|Ghost Towns Near Canton
Thomas T. Taber
Pennsylvania, [Penn’s Woods] was heavily wooded when the first white
settlers arrived. They used the trees to build homes and barns and cleared
enough land to grow crops, but this hardly made a dent in the total number
of trees. In the early 1800’s, the woods started to be lumbered off, and
the rivers were used in the spring of the year to move the logs to a mill.
Williamsport became known as the “Lumber Capital of America” because of
the large number of logs floated down the east branch and the west branch
of the Susquehanna river to the mills there.

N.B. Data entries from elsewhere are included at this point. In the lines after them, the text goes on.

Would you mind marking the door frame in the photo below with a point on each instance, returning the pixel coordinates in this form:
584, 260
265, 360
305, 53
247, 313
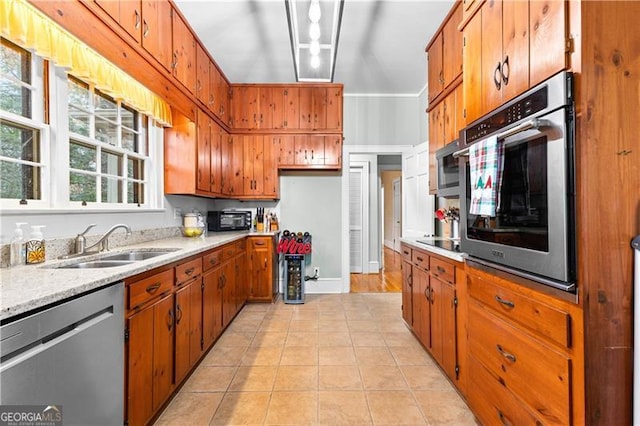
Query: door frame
347, 151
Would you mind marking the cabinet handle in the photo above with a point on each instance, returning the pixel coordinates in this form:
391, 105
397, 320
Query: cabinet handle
505, 74
503, 419
178, 314
507, 303
510, 357
137, 24
153, 288
497, 76
170, 320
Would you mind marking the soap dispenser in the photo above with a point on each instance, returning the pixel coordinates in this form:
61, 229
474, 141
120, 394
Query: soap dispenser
35, 250
16, 256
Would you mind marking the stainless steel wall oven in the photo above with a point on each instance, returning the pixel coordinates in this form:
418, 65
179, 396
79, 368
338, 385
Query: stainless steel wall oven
533, 230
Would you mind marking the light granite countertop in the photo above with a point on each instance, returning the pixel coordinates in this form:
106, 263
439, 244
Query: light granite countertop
453, 255
29, 287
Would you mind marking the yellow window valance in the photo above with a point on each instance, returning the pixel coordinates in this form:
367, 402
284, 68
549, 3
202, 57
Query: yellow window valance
23, 24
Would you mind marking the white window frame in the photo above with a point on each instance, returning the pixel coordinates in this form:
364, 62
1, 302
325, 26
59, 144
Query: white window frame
55, 141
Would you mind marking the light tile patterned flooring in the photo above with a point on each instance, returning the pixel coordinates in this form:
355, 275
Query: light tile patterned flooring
344, 359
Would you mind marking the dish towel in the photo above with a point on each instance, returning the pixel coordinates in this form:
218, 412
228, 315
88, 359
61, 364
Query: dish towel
486, 160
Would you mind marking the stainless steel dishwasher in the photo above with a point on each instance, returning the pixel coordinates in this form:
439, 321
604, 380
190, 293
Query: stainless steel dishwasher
69, 355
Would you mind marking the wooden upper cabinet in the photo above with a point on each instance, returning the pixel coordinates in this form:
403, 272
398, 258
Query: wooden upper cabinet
334, 108
202, 75
184, 53
131, 18
547, 40
156, 34
445, 55
436, 77
203, 174
313, 102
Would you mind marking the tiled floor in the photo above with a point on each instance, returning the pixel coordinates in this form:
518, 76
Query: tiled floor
343, 359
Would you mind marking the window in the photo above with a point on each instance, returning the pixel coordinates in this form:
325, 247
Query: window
107, 148
23, 133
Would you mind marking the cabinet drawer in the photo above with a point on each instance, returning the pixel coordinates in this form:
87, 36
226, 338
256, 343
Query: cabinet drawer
188, 270
211, 259
536, 373
148, 288
492, 402
548, 321
443, 270
420, 259
406, 253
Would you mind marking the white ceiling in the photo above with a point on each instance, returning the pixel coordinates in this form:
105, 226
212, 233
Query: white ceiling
380, 51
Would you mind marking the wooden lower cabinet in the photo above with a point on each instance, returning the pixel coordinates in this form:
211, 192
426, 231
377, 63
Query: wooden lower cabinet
262, 267
524, 353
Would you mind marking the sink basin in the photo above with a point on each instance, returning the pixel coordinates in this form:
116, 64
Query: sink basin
135, 255
97, 264
110, 260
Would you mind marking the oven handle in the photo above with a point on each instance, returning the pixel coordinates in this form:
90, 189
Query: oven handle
535, 123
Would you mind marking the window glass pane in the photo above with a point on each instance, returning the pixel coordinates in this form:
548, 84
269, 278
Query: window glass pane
106, 107
135, 193
106, 131
15, 66
19, 143
82, 157
79, 121
135, 169
19, 181
79, 95
111, 192
82, 187
111, 163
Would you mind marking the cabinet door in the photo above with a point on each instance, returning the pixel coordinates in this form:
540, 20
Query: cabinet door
216, 135
491, 81
452, 48
436, 135
407, 293
228, 291
436, 77
270, 187
472, 69
131, 17
204, 152
183, 337
211, 306
163, 335
515, 46
334, 109
333, 150
156, 37
548, 27
260, 269
140, 367
202, 74
184, 53
286, 150
291, 108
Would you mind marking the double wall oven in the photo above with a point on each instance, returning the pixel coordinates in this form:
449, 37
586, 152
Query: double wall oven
533, 231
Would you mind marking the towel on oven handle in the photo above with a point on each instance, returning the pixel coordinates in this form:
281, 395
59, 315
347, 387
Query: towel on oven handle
486, 162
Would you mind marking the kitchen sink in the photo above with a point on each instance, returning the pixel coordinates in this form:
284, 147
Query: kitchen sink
111, 260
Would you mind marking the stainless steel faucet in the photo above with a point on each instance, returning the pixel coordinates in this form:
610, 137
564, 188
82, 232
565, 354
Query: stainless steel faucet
103, 242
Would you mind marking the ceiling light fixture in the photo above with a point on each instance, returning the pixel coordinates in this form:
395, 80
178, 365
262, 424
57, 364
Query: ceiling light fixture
314, 30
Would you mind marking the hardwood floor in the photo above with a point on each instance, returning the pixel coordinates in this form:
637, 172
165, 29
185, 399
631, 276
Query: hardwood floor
389, 280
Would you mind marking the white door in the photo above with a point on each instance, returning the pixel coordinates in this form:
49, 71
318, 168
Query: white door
397, 224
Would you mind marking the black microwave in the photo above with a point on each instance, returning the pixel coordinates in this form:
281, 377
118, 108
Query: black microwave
232, 220
447, 171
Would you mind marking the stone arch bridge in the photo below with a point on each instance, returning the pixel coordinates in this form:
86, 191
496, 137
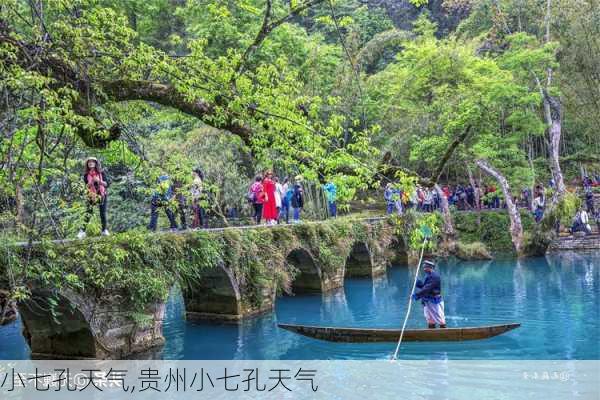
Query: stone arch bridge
105, 297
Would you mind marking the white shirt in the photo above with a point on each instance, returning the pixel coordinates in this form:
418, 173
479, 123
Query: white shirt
584, 217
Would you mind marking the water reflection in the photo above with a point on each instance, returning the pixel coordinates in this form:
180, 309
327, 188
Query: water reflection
554, 297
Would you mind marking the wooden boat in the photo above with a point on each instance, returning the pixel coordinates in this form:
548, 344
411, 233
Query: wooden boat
362, 335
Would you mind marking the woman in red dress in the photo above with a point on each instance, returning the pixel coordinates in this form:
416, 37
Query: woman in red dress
269, 205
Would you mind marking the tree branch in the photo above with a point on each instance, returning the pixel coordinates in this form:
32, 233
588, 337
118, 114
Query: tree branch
266, 29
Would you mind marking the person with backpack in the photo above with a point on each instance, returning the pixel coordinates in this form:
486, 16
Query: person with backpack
269, 202
581, 222
256, 197
286, 198
96, 185
297, 201
196, 194
331, 194
589, 200
181, 201
162, 197
538, 207
279, 195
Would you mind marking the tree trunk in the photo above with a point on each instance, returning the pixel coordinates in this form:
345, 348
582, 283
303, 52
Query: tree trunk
516, 228
448, 232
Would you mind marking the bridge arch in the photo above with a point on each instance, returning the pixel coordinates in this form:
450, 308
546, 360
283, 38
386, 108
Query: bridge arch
359, 262
397, 251
215, 295
308, 274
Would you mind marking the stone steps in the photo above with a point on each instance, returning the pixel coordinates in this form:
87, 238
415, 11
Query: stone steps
576, 242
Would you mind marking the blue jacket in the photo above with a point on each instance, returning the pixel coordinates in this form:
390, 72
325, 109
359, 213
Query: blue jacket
430, 287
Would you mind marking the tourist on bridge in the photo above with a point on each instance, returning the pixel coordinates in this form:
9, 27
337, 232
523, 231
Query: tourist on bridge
196, 194
297, 201
279, 195
256, 196
589, 200
581, 222
269, 203
331, 194
181, 208
430, 294
538, 206
162, 197
96, 185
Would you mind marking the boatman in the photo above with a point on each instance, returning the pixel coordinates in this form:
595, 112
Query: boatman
430, 294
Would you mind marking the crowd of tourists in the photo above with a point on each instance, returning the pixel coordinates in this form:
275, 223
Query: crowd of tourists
168, 196
462, 197
587, 213
273, 200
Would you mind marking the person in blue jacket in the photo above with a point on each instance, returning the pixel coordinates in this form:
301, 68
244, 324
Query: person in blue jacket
331, 194
430, 294
162, 197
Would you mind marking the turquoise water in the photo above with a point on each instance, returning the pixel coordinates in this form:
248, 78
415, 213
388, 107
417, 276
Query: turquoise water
555, 298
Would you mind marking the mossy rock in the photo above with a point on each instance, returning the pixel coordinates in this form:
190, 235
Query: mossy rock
472, 251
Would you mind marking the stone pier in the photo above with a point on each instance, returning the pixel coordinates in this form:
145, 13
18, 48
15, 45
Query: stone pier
237, 275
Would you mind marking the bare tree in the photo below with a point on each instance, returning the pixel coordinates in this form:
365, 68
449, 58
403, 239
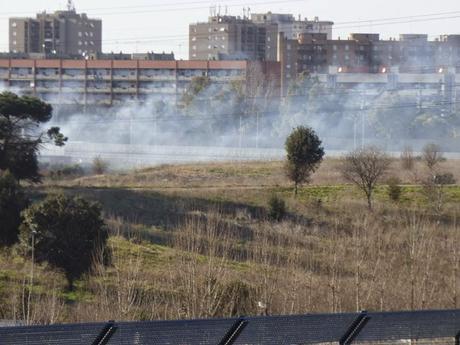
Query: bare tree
365, 167
432, 155
407, 158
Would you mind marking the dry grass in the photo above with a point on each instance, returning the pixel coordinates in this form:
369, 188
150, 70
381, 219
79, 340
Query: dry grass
194, 241
235, 174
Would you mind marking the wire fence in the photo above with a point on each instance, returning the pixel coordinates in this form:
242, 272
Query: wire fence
416, 327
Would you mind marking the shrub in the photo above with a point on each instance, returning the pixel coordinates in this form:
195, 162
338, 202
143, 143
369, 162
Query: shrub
276, 208
304, 155
67, 171
69, 232
12, 202
444, 179
100, 166
394, 188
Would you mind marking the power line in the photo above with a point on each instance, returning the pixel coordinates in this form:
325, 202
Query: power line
191, 118
173, 9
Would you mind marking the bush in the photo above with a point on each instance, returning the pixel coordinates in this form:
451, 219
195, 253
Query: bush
304, 154
69, 232
444, 179
67, 171
276, 208
100, 166
12, 202
394, 188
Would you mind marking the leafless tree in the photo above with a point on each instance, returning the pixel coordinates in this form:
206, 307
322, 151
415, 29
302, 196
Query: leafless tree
432, 156
364, 168
407, 158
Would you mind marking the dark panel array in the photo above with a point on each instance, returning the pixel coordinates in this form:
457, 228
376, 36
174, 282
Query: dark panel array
424, 327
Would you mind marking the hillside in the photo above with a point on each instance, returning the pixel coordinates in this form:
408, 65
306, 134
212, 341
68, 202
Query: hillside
196, 241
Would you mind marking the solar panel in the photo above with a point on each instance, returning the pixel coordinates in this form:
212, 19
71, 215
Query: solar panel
424, 327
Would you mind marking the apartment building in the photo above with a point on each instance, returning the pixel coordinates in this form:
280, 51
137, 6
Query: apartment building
62, 33
366, 53
117, 82
227, 38
250, 38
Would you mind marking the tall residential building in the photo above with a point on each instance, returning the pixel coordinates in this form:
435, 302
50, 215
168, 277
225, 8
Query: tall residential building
252, 38
61, 33
290, 27
227, 38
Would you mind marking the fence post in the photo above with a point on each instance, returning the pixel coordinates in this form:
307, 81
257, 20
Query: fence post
105, 334
234, 332
356, 326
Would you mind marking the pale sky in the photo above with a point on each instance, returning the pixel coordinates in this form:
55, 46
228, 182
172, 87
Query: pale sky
162, 25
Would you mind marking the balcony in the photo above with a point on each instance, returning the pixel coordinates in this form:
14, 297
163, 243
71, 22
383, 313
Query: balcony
73, 77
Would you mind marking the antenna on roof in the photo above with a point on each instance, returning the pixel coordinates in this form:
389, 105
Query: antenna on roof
70, 5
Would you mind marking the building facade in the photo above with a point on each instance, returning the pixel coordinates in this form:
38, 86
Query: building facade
118, 82
63, 33
255, 38
366, 53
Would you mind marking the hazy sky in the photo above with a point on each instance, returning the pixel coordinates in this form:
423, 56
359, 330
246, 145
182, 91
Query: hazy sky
161, 25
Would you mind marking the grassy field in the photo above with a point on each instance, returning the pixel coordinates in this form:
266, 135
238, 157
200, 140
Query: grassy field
195, 241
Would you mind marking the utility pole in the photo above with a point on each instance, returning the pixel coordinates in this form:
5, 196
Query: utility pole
362, 122
31, 283
257, 129
240, 137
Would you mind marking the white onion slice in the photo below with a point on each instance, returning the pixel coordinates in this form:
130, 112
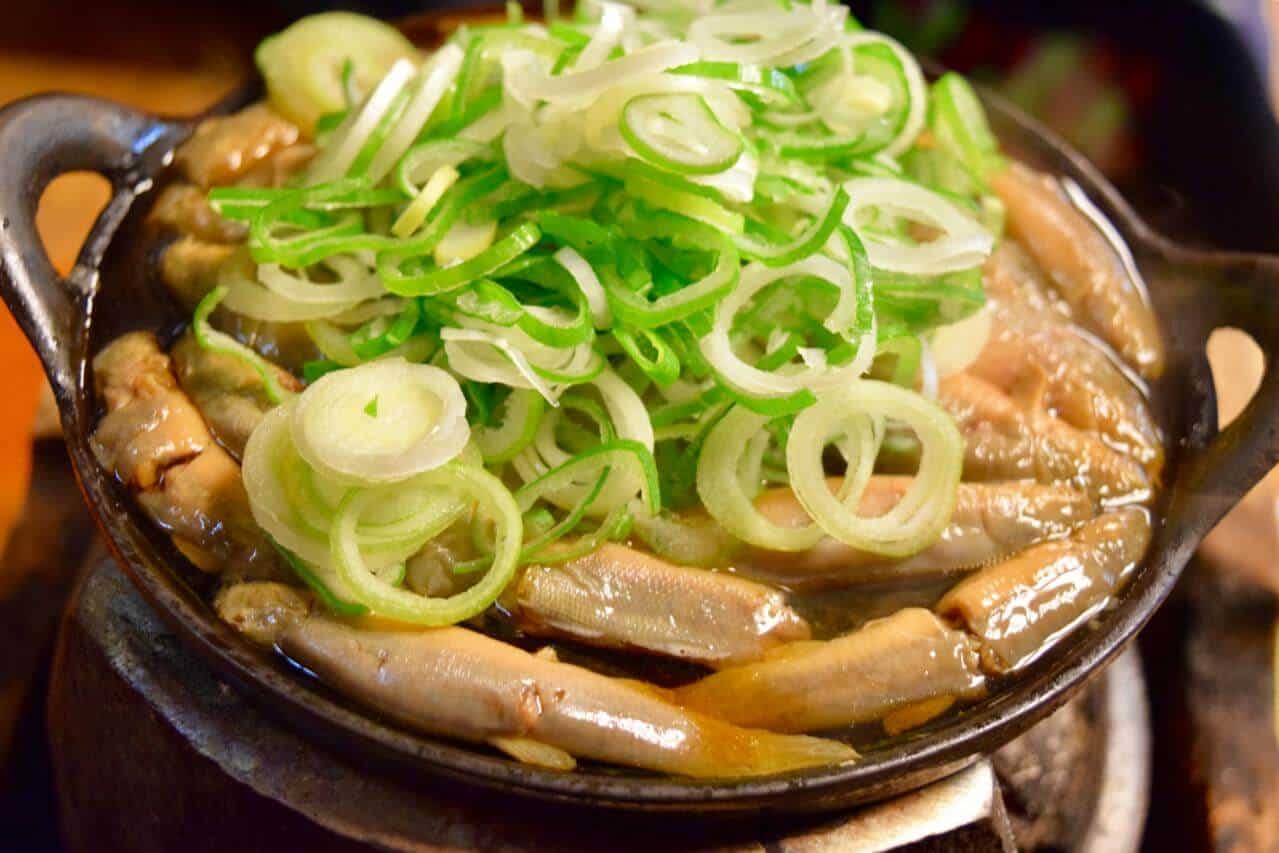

When steam engines began to be widely used, it opened up a new era in
lumbering. Railroads could be built into the woods making it much easier
to bring the logs out, and sawmills could be constructed where there was
enough flat land. With many square miles of virgin timber available, many
different lumber companies were eager to reap this harvest.
Masten and Laquin were two lumbering towns created solely to exploit
the lumber available in the area. Laquin was first started in 1902, and
the mill started operating in 1903. It was located midway between Wheelerville
and Powell. Over 1,000 people lived there at one time. It had a sawmill,
a chemical factory which made acetate of lime, wood alcohol and charcoal.
The sawmill could saw 135,000 board feet a day, and eventually cut twenty
square miles of timber before closing operations. The working day was eleven
hours a day. There was an engine terminal at Ellenton.
Masten was started about 1905. It had ninety homes, a hotel and a boarding
house for unmarried men. It had a hemlock mill which could cut 70,000 board
feet a day, a hardwood mill which could cut 40,000 board feet a day, a
clothes fin factory and a lath mill. The hemlock logs were stripped of
their bard, and this was sent to Powell and other tanneries in the area.
The Masten operation lasted for twenty five years. The last log was
cut September 18, 1930, but it took another three years to ship out all
of the lumber that had been cut.
During the depression, a Civilian Conservation Corps Camp was built
there, and it closed in 1940. The last family moved out of Masten in 1941.